1 / 3
闇の中の星
「ニータ、隠れていては、出てきて一緒に星を見ていたな」 隣に座る母の言葉も他所に、 狐耳の幼女は、何かを思い出したかの様に夜空を見上げている。 そして…… 「ありがとう、お母さん、おかげで落ち着いたよ」 星空を背後に、母を振り返ったダキニラの顔は、悩みが晴れた輝きに満ちていた。 すると、6歳ぐらいだった幼女の体は次の瞬間16歳ほどの成長した姿に代わる 「それは良かったな。もっと頼ってくれてもいいんだぞ」 「ううん、大丈夫、あたしの友達だからね。
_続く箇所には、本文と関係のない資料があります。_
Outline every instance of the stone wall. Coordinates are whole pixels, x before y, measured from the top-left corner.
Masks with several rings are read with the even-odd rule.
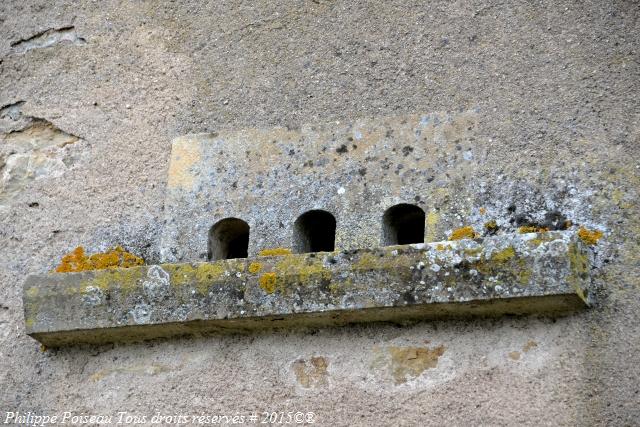
[[[637,422],[639,17],[634,1],[2,2],[0,409]],[[461,111],[472,138],[434,160],[429,240],[481,209],[602,230],[591,310],[45,351],[25,335],[25,275],[74,247],[160,259],[175,137]]]

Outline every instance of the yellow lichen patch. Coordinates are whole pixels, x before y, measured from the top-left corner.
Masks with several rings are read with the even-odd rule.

でもたまに……」 途中で自信なさげに顔を伏せる娘の頭を、アーゼリンは優しくなでる。 「こうやって撫でるだけでよいのか」 ダキニラの茶色の髪をなでると、その隣にある狐の耳がぴくぴく嬉しそうに反応する。 と、そこで。 「それそろ、目覚める時間だな。眠りが浅くなってきたようだ」 「う……ん、なんか、眠く、なってきた……」 『闇にて輝く星もあり』 夢の中で満点の星の元、眠りに落ちるダキニラの耳に、静かながらも心地よく暖かな声が響いた気がした。